Prior to delivery, Praamsma said much can be done to help women prevent urinary incontinence by learning how to correctly activate their pelvic floors.
"A lot of people don't do it properly," she said.
"They start squeezing their bottom, they start squeezing their inner thighs, they squeeze all of their stomach muscles. That doesn't provide a good contraction and support for the bladder.
"Learning how to recruit other key muscles in their core like the deep abs, the deep back muscles and the diaphragm, we can do that all beforehand. It's a great session for the women to learn how to prepare for labour."
Praamsma said contracting muscles to stop the flow of urine or passage of gas are good ways for women to visualize isolating their pelvic floors.
Germain said she has learned better control in contracting her pelvic floor muscles and the importance of co-ordinating exercises with proper breathing techniques.
"I know if I have to cough, then I squeeze in my pelvic floor and I hold it in and then I cough."
In addition to performing Kegels (pelvic floor strengthening exercises), Stewart said it's also important for mothers to avoid getting constipated.
"When your bowel is full it pushes up against your bladder and it can make you incontinent," she said.
"It also causes patients to strain, and of course, a lot of straining can enhance incontinence.

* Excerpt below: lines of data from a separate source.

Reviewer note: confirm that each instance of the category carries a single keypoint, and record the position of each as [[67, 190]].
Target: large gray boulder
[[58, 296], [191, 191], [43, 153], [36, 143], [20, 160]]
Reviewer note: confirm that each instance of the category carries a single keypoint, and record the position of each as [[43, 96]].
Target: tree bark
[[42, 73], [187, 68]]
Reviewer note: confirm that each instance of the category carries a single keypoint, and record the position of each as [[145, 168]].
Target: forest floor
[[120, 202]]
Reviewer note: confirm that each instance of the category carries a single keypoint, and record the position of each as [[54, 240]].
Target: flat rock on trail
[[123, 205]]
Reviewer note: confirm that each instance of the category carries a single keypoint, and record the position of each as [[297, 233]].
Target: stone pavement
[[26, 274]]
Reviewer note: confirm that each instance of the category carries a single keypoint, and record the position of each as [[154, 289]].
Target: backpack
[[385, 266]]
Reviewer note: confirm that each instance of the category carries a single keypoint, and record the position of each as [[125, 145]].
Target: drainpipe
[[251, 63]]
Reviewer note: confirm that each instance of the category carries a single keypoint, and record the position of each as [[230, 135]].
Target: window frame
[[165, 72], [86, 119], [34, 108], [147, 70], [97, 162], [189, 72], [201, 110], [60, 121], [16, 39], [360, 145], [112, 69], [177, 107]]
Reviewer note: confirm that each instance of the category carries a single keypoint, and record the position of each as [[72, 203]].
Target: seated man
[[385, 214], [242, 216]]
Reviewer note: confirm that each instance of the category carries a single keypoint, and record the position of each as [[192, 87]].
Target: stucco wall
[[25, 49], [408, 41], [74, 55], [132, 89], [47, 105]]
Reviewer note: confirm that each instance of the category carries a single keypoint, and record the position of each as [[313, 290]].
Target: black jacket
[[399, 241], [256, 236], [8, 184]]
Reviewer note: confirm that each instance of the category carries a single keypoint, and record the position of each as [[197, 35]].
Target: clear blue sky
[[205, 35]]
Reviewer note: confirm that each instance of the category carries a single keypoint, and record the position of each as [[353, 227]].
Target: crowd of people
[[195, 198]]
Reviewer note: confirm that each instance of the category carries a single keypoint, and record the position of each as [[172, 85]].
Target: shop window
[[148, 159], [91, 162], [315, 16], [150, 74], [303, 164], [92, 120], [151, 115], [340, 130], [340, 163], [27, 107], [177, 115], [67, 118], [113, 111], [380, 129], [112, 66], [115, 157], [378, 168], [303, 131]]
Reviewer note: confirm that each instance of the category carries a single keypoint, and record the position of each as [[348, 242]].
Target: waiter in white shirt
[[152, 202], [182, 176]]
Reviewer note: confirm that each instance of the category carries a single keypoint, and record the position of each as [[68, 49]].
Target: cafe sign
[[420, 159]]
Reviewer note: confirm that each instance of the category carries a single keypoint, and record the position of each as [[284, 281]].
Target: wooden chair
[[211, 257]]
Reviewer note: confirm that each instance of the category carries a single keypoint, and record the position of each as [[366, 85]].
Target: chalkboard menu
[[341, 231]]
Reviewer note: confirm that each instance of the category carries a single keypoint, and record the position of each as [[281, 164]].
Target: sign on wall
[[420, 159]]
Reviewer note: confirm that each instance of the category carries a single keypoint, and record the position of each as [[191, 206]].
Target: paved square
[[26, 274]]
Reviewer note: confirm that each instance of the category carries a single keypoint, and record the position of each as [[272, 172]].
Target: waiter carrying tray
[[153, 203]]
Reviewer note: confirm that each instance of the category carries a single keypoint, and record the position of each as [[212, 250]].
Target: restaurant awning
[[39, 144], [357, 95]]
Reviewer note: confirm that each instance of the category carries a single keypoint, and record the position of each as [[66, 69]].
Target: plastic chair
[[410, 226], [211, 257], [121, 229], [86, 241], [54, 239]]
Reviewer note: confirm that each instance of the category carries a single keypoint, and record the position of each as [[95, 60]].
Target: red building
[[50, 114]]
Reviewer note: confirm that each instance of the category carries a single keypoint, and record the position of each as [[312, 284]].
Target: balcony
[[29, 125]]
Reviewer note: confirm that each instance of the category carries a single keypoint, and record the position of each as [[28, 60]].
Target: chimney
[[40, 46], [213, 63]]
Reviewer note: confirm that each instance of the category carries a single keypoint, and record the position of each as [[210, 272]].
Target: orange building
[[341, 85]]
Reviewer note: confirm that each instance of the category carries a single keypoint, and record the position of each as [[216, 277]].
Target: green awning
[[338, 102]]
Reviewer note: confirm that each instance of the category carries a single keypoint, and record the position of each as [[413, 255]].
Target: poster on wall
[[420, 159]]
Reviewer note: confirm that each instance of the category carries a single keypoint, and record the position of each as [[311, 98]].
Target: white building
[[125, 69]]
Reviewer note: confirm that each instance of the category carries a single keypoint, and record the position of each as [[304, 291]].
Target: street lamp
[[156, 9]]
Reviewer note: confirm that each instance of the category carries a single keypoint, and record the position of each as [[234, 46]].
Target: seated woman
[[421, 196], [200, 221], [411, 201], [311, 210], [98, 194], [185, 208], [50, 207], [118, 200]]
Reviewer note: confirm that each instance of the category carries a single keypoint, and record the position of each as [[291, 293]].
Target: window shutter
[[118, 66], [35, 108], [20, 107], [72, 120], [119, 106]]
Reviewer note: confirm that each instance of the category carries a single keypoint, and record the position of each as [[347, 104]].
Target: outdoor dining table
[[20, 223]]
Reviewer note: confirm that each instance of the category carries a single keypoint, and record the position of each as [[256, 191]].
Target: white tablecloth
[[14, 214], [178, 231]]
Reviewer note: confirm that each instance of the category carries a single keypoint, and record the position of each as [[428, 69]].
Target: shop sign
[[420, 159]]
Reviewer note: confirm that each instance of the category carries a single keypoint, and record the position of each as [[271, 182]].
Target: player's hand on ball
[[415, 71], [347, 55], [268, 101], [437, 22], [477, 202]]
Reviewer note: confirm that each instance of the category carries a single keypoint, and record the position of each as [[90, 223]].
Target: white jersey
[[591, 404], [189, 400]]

It can also give them a prolapse, a herniation of some area of the pelvic floor."
If conservative management like Kegels, limiting fluid intake and bladder training don't work, Stewart said surgery is "the definitive cure."
However, no surgical correction or big intervention can be done until they've finished their childbearing years, she noted.
"There is help, and they shouldn't think they're going to be incontinent for the rest of their lives — because they're not."